I’ve been reading more reviews. I’ve been gaining a sense of the literary world according to the times. I’ve been paying attention to more author’s names, and I’ve requested a few books to read (I’ve just begun reading raised from the ground by jose saramago). I’m working to see where I–my beliefs and sensibilities–fit into the world I seem to want to join and has as of yet not answered my knocks and pleas for admittance. I don’t know that I fit there, but what I also believe–after reading these review sections–is that no one truly fits there.
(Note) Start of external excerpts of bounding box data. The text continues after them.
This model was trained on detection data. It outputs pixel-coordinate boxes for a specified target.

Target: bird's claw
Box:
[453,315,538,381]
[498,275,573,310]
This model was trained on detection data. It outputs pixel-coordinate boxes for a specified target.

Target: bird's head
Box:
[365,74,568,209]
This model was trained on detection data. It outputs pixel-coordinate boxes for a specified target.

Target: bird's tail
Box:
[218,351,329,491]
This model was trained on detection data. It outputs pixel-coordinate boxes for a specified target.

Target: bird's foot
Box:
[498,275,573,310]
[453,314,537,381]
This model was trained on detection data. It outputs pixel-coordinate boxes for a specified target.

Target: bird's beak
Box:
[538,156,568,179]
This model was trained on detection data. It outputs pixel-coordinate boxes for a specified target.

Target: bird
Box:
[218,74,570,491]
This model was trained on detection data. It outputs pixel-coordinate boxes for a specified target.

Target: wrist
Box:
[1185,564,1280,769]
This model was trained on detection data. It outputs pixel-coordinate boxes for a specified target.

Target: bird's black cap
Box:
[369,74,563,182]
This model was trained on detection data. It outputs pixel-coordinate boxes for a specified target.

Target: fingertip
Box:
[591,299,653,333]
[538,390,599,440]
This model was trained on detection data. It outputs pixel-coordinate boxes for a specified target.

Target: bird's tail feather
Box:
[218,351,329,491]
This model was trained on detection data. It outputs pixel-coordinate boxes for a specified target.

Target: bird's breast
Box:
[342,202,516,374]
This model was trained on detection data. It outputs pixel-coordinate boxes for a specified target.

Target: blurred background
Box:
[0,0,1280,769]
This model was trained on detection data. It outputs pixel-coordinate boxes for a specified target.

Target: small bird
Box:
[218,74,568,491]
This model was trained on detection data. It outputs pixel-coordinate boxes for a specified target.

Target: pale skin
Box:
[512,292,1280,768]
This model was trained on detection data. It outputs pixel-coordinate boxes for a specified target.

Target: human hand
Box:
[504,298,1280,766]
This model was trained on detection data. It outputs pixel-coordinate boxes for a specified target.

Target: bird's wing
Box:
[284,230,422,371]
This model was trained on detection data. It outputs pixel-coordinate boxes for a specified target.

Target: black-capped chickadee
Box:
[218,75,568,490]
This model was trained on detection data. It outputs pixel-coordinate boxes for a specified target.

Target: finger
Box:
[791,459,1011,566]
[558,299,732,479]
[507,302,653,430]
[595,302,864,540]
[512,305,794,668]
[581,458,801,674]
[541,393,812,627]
last sunday the times was delivered and I asked john for the book review section. I read this review and skimmed that, and skipped over everything that didn’t call to me. I find myself in places; I am unequivocally absent in others. and this I know: I am my own unique being. I will never write short stories about female werewolves. I will not become an essayist, nor a poet. I can’t ever imagine writing a review of someone else’s written work. it’s unlikely I’ll ever write a political novel, nor an expose of someone’s life. or something so controversial or original or heartbreakingly staggering that the entire world stands up and takes notice. I will write what I have to write, and keep plugging away at it. the new york times book review may one day notice me, or it may not. either way, it will be what it decides to be, and I will continue to find within it gems and clay.
this isn’t a review of the review. it’s simply my reaction to it. I’m warming to it; I’m hoping it will become a better acquaintance, perhaps even someday a friend. I respect it; I acknowledge that I don’t have to love it. it’s a way to learn about the world of writers and written works. and maybe, along the way, a few more things about myself.